Needs to be a Brit to qualify.
Ramanujan's mentor Hardy gets my vote. His work, proudly useless in his own time, now fundamental to modern cryptography. And his discovery of Ramanujan: interesting that an established great mathematician bothered to read the unsolicited work of an unknown Indian, as opposed to putting it straight in the spam!
I would also vote for Bertrand Russell, who might also qualify on grounds other than his science.
Anything else aside, she should have been _MENTIONED_ along with Watson and Crick.
Once she was dead the two esteemed gentlemen could not be bothered citing her work while collecting kudos and laurels. Do not even get me started on what is called not citing your source in science.
"Once she was dead the two esteemed gentlemen could not be bothered citing her work while collecting kudos and laurels. Do not even get me started on what is called not citing your source in science."
Nonsense the key paper in Nature specifically mentioned her. the idea she was treated unfairly makes a good story but isn't actually true. She was a very good experimentalist working at the forefront of her field who happened to be beaten to a key discovery by soemoen else. The story about the key photgraph 'stolen' by Crick and Watson ignores the fact she had publically announced these results and therefore Circk and Watson were perfectly entitled to use those results, as they did, with due credit, which they gave.
Francis Bacon
Because he invented the scientific method.
Hmm, there are many inventors of the scientific method. There are a couple of other Englishmen who could be argued to be instrumental in that endeavour, apart from Francis Bacon (Elizabethan statesman).
You could choose Roger Bacon
Or even, Roger Bacon's earlier contemporary, Robert Grosseteste who would also be an interesting candidate, but probably infeasible.
Baird was a crank who persisted with his plans for mechanical television well after the point that pure electronic solutions had been demonstrated to be vastly superior.

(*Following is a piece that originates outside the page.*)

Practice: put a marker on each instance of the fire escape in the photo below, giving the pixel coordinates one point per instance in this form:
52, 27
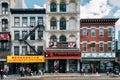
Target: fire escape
40, 27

I can't imagine how anybody could consider him.
One scientist that I'm surprised is not on the list: Francis Crick, who discovered (jointly with Jim Watson, but he's an American so ineligible) DNA. Surely much more notable than many of the minor figures on your list?
See all the comments about Rosalind Franklin on this thread. With a woman championed by the entire Establishment on the same ticket, a mere man like Crick is a non-starter. If DNA wins, Franklin will be the face of it.
Though I still think Hawking will win. He has an aura, and massive name recognition.